On Wed, Sep 03, 2003 at 01:02:53PM -0700, Thomas Dowling wrote:
> I am trying to use SWISH-E (I've tried both 2.2.3 and 2.4.0 pr1) to
> spider our website. Following directions in the documentation, I set up
> a basic swish.conf and spider.conf, and my indexing run always bombs
> with the message:
> err: External program failed to return required headers Path-Name: &
> I found what appeared to be an identical problem report in the list
> archives from last April (<http://swish-e.org/archive/5149.html>), but
> didn't see a definitive solution posted there. None of the suggestions
> offered there affect the problem here.
That error message is typically because the length is set wrong on the
*previous* document and then when swish-e tries to read the document
it's reading in the wrong place in the stream.
> I took the liberty of inserting a line into spider.pl to print out the
> headers, and every document it reports on does have Path-Name and
> Content-Length headers, which makes me suspect the problem is either
> with swish-e itself or in the interaction between spider.pl and swish-e.
I often do things the hard way.

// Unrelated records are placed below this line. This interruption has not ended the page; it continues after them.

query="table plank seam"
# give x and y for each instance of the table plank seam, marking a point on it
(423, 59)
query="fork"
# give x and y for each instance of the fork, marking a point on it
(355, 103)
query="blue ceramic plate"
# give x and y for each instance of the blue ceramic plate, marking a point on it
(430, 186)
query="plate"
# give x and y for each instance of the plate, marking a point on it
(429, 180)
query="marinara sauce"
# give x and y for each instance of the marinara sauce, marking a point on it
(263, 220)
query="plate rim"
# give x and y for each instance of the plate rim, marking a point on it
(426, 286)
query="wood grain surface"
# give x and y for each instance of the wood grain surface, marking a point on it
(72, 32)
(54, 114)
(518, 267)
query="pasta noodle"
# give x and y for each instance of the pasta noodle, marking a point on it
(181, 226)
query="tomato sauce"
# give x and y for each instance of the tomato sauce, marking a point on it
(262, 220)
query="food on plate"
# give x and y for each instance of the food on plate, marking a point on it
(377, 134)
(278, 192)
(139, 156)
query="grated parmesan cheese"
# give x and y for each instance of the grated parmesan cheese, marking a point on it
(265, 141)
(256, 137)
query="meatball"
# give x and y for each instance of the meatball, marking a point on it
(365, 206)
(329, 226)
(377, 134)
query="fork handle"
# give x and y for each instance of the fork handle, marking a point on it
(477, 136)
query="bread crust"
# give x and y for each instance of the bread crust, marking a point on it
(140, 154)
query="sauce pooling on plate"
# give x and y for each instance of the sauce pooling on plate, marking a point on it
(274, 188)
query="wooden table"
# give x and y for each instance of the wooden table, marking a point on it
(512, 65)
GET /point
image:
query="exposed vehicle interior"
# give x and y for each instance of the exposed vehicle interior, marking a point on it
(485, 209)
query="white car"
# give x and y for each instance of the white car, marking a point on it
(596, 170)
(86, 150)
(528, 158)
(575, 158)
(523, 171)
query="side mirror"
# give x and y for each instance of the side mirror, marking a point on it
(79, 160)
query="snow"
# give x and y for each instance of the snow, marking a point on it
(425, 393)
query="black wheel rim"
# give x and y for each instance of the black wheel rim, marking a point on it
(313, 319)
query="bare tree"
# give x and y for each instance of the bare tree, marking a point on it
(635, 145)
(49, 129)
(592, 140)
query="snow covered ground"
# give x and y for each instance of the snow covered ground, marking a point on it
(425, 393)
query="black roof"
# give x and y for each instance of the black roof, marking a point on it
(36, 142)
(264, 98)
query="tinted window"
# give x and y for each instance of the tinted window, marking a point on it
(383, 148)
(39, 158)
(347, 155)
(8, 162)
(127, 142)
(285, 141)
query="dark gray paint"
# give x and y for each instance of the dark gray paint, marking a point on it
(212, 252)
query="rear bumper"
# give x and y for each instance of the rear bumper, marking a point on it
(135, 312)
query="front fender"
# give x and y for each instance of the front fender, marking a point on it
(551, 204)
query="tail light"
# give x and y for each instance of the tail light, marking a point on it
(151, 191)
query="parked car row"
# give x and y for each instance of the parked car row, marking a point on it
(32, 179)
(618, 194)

For example, I've taken the output from
spider.pl to a file, then one-by-one extract out each document and
verify that its content-length is indeed its byte length.
The problem is (may be depending on the version of Perl and the LANG
setting) that spider.pl uses length() to set the content-length
header, but for multi-byte chars (which swish-e won't support) the
length() and the size of the data can be two different things. So I
have also edited spider.pl, and where it grabs the length() I have
written out the file to disk and then stat'ed the check if the length is
the same as the file size.
> I've tried this against multiple web sites. The number of files scanned
> before the indexing run dies varies from site to site, but is consistent
> on each site. FWIW, I'm running swish-e under RedHat 8.0 with Perl
> 5.8.0 (and, if I'm reading things correctly, LWP 5.65).
I think it was RedHat 9 where the default LANG is UTF-8. There have
been problems reported in this case. I'm not sure if it applies to RH
Assuming that this is a multi-byte character problem:
There's is some code in spider.pl's output_content() function
that was suppose to fix this:
# ugly and maybe expensive, but perhaps more portable than "use bytes"
my $bytecount = length pack 'C0a*', $$content;
$ perl -le '$x=chr(400); print length pack "C0a*", $x'
Here's with "use bytes;" pragma.
$ perl -le '$x=chr(400); print length $x'
$ perl -le '$x=chr(400); use bytes; print length $x'
Received on Wed Sep 3 21:14:57 2003